Wamboè Bako est un jeune promoteur culturel. Il estime que les réseaux sociaux sont semblables à un espace de non droit et non règlementé ni sous aucun contrôle où des enfants sont exposés aux images pornographiques. Il va de soi, toujours selon Wamboè Bako, qu’ils aient une influence sur les jeunes en matière de santé sexuelle et reproductive.

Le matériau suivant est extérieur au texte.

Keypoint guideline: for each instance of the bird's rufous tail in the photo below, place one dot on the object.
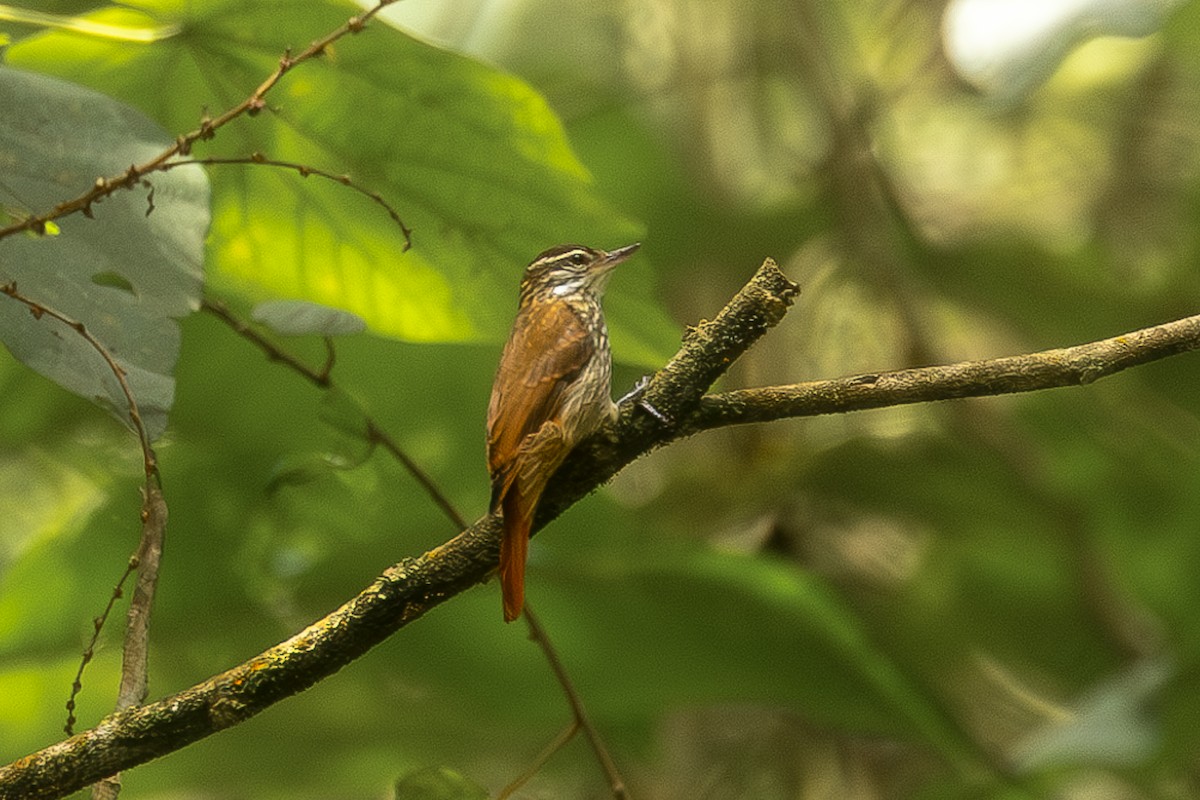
(514, 552)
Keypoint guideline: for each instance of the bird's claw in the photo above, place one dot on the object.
(635, 396)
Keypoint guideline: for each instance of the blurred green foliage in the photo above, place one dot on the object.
(895, 603)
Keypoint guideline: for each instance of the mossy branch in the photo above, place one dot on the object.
(411, 588)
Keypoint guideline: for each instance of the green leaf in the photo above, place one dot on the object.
(473, 161)
(301, 318)
(126, 275)
(438, 783)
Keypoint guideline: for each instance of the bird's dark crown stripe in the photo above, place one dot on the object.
(562, 252)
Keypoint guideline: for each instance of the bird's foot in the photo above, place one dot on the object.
(635, 396)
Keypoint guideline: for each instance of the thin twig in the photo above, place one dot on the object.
(616, 782)
(89, 650)
(318, 378)
(135, 659)
(559, 741)
(39, 310)
(304, 170)
(1073, 366)
(183, 145)
(402, 594)
(376, 434)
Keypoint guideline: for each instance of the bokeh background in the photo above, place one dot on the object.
(973, 599)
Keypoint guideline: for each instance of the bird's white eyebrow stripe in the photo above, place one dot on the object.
(562, 257)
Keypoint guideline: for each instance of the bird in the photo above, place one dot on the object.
(552, 390)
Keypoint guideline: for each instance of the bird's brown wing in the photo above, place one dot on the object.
(546, 350)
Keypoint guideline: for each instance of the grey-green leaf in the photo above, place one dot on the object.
(127, 274)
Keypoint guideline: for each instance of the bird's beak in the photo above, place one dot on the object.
(615, 257)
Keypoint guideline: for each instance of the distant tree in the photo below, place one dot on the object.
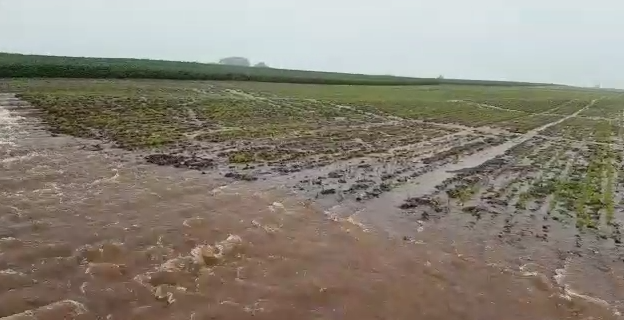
(235, 61)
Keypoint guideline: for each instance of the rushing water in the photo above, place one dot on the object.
(96, 235)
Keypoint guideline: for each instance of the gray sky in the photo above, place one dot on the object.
(563, 41)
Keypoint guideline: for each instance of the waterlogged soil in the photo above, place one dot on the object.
(93, 232)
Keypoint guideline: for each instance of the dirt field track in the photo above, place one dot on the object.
(193, 200)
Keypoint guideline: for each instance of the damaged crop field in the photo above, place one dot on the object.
(529, 178)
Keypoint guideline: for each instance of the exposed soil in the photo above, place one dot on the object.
(397, 219)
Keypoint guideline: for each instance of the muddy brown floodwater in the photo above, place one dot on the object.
(92, 234)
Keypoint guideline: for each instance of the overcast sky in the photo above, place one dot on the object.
(562, 41)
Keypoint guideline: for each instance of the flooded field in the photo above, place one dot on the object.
(192, 200)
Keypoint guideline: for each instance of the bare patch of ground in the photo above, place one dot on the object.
(96, 232)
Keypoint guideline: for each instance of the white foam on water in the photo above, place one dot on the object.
(569, 293)
(8, 125)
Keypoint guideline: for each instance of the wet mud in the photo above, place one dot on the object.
(430, 230)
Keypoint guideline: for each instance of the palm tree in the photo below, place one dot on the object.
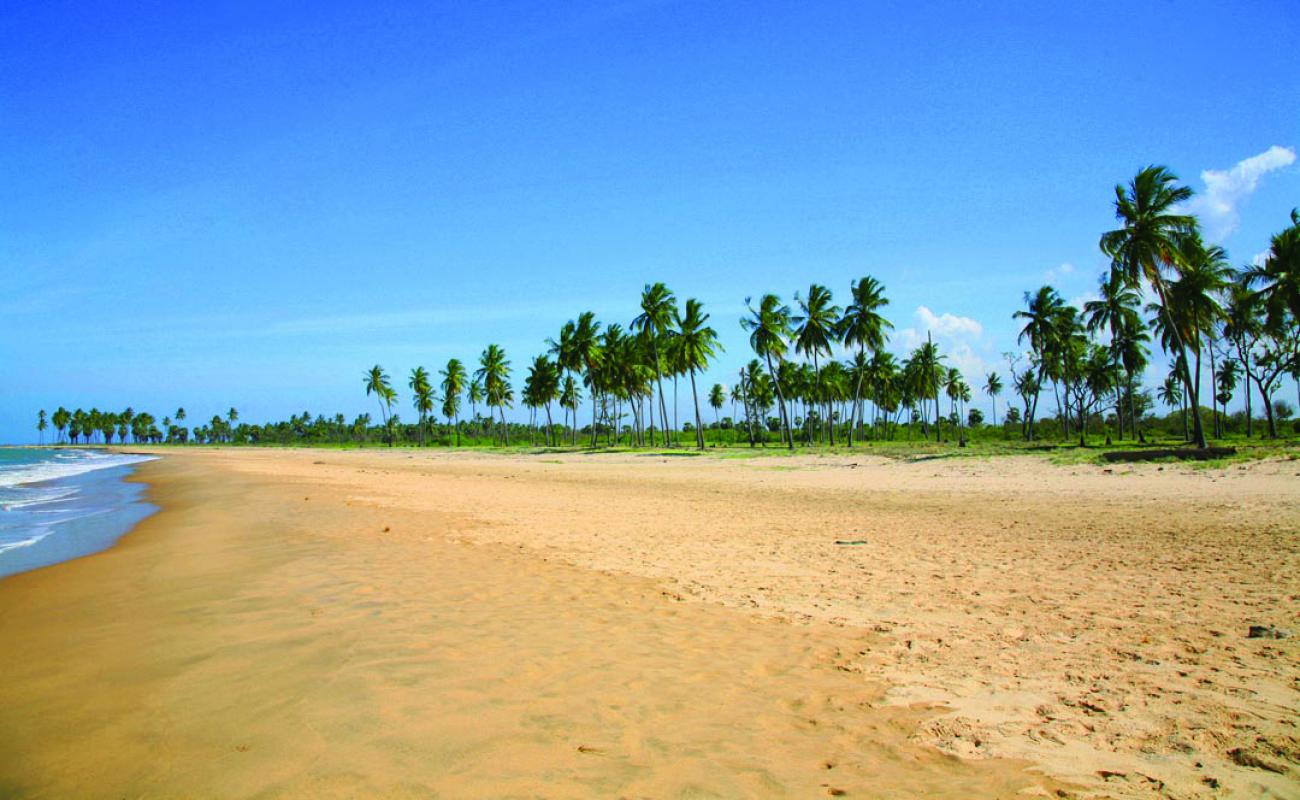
(1281, 273)
(718, 398)
(697, 344)
(586, 347)
(568, 358)
(814, 332)
(993, 386)
(1243, 325)
(453, 384)
(61, 418)
(494, 373)
(927, 376)
(1117, 311)
(421, 397)
(475, 393)
(768, 332)
(1043, 316)
(377, 384)
(658, 311)
(1152, 238)
(544, 386)
(863, 327)
(570, 400)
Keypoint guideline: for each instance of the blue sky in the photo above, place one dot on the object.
(250, 204)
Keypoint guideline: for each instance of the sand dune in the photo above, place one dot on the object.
(459, 625)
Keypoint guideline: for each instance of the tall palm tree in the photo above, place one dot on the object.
(475, 394)
(1116, 310)
(863, 327)
(453, 384)
(927, 375)
(586, 346)
(1151, 240)
(570, 398)
(697, 344)
(1243, 325)
(658, 311)
(718, 398)
(768, 332)
(544, 379)
(992, 388)
(377, 383)
(566, 353)
(421, 397)
(61, 418)
(1041, 327)
(1279, 273)
(814, 331)
(494, 373)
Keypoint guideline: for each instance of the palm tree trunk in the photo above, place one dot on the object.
(700, 429)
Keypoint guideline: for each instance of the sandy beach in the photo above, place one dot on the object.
(429, 623)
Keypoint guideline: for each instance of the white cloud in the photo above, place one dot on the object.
(1226, 189)
(961, 341)
(948, 324)
(1058, 272)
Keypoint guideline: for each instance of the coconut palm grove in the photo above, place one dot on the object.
(823, 372)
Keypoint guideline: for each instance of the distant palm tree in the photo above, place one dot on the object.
(993, 386)
(718, 398)
(1152, 238)
(377, 383)
(815, 329)
(658, 310)
(697, 344)
(453, 384)
(865, 328)
(1041, 327)
(494, 375)
(768, 332)
(421, 397)
(475, 393)
(586, 349)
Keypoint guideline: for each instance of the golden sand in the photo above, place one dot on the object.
(410, 625)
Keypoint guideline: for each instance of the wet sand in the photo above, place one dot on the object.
(468, 625)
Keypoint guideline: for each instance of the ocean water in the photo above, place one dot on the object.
(56, 505)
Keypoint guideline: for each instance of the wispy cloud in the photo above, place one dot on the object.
(1226, 189)
(948, 323)
(1058, 272)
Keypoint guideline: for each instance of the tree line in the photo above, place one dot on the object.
(1236, 327)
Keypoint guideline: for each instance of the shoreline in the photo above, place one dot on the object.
(702, 530)
(290, 647)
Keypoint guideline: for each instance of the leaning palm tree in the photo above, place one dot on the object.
(1041, 327)
(697, 344)
(815, 327)
(1151, 240)
(494, 375)
(475, 394)
(658, 310)
(768, 332)
(377, 384)
(421, 397)
(992, 388)
(453, 384)
(865, 328)
(586, 349)
(1117, 311)
(718, 398)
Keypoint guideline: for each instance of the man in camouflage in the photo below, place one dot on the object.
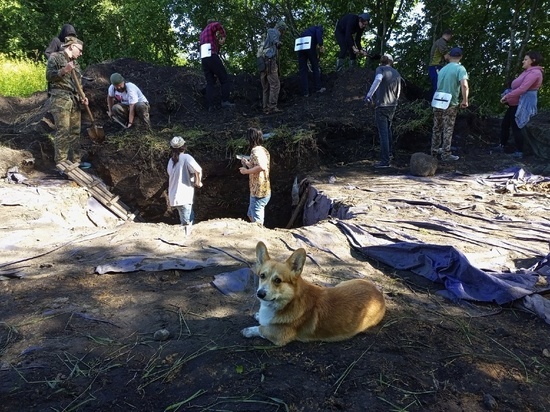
(65, 101)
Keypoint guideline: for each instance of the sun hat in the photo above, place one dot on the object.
(281, 25)
(177, 142)
(455, 52)
(70, 40)
(364, 16)
(116, 78)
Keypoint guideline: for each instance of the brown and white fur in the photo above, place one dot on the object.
(294, 309)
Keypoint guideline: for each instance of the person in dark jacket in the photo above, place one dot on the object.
(346, 27)
(211, 40)
(312, 55)
(57, 42)
(65, 101)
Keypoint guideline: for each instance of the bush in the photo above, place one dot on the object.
(21, 77)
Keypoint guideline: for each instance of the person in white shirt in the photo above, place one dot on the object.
(126, 101)
(184, 175)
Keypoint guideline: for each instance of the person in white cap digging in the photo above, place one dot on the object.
(184, 175)
(384, 94)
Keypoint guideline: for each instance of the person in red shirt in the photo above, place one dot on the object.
(211, 39)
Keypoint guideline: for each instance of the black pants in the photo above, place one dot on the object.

Abbé Justin Zangré, auteur de l’ouvrage Réseaux sociaux et responsabilité chrétienne, souligne que les réseaux sociaux peuvent être un cadre de rencontre et d’amitié entre les jeunes. Mais il fait savoir également qu’on y fait la « promotion de la pornographie » et on y « banalise le sexe ». Pour lui, la « sexualité doit être enseignée ». Pas que cela, elle doit également respecter le code social qui est le mariage. « En dehors du mariage, l’église catholique propose l’abstinence, la continence aux jeunes et cela est possible. Un instinct peut toujours être apprivoisé. Mais s’il faut donner libre court aux instincts c’est donner libre cours aux dégâts », a fait savoir Abbé Justin Zangré.
Les différents acteurs interrogés reconnaissent que la situation est inquiétante. L’écrivaine Priscille Bansé se dit être inquiète car si cela continue ainsi « la société va être malade. Ce serait une calamité » avec le risque que le taux de prévalence aux VIH/ SIDA augmente.
Pour résoudre ce problème, les pistes de solutions ne manquent pas. Le psychologue Romuald Kaboré invite les parents à développer une mutuelle confiance entre les adolescents et eux-mêmes en instaurant une communication franche. Fatmata Bancé estime que la solution n’est plus la restriction de la télévision ou de l’Internet : « Il faut être franc avec nos enfants. Les transformer en copines et copains pour les amener à s’ouvrir à nous et leur montrer le bon côté de l’Internet et le danger qu’ils encourent ». Priscille Bansé raconte que, de nos jours, les jeunes filles ont plus peur de la grossesse que des maladies sexuellement transmissibles : « Il y a des jeunes filles qui prennent les pilules du lendemain. On a peur de la grossesse mais pas de la maladie », relate-t-elle tristement avant de proposer l’instauration d’une éducation complète à la sexualité dans les écoles et ce, dans toute l’Afrique de l’Ouest. « Il est temps de briser le tabou », recommande-t-elle.